Email Security: Why Click Rates Are Insufficient and What to Focus On Instead

The article from Material Security, as reported by BleepingComputer, highlights a critical flaw in traditional email security metrics: the over-reliance on click rates. While click rates can indicate how often employees fall for phishing attacks, they do not measure the actual impact of a successful attack. The real danger lies in the actions that an attacker can take once they have gained access to an email account. Technically, when an attacker compromises an email account, they can leverage the account's permissions to access sensitive data, send malicious emails to other employees or external contacts, and even create automated rules to forward emails to external addresses. This can lead to data breaches, financial loss, and reputational damage. Moreover, attackers can use compromised accounts to spread malware or conduct further phishing attacks, amplifying the impact of the initial breach. The article suggests that organizations should shift their focus from preventing initial clicks to containing the damage and evaluating the impact post-compromise. This involves implementing robust monitoring systems to detect unusual activity, such as logins from unusual locations or at unusual times.

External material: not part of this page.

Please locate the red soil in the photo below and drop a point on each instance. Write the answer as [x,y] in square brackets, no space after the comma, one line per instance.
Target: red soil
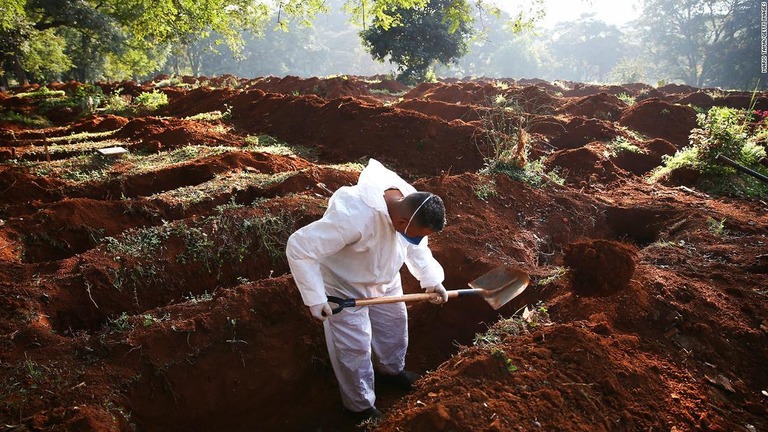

Additionally, organizations should limit the permissions of compromised accounts to prevent attackers from accessing sensitive data or spreading malware. From an expert perspective, this shift in focus is consistent with the broader trend in cybersecurity towards detection and response. While prevention is important, it is not enough to rely on it alone. Organizations must assume that breaches will happen and have a plan in place to respond effectively. This includes not only technical measures such as monitoring and access controls, but also incident response plans that outline the steps to be taken in the event of a breach. In conclusion, while click rates can provide some insight into the effectiveness of security awareness training, they are not a sufficient metric for measuring email security. Organizations should focus on containing the damage and evaluating the impact post-compromise, rather than merely preventing initial clicks. This shift in focus is essential for effectively managing the risks posed by email-based attacks.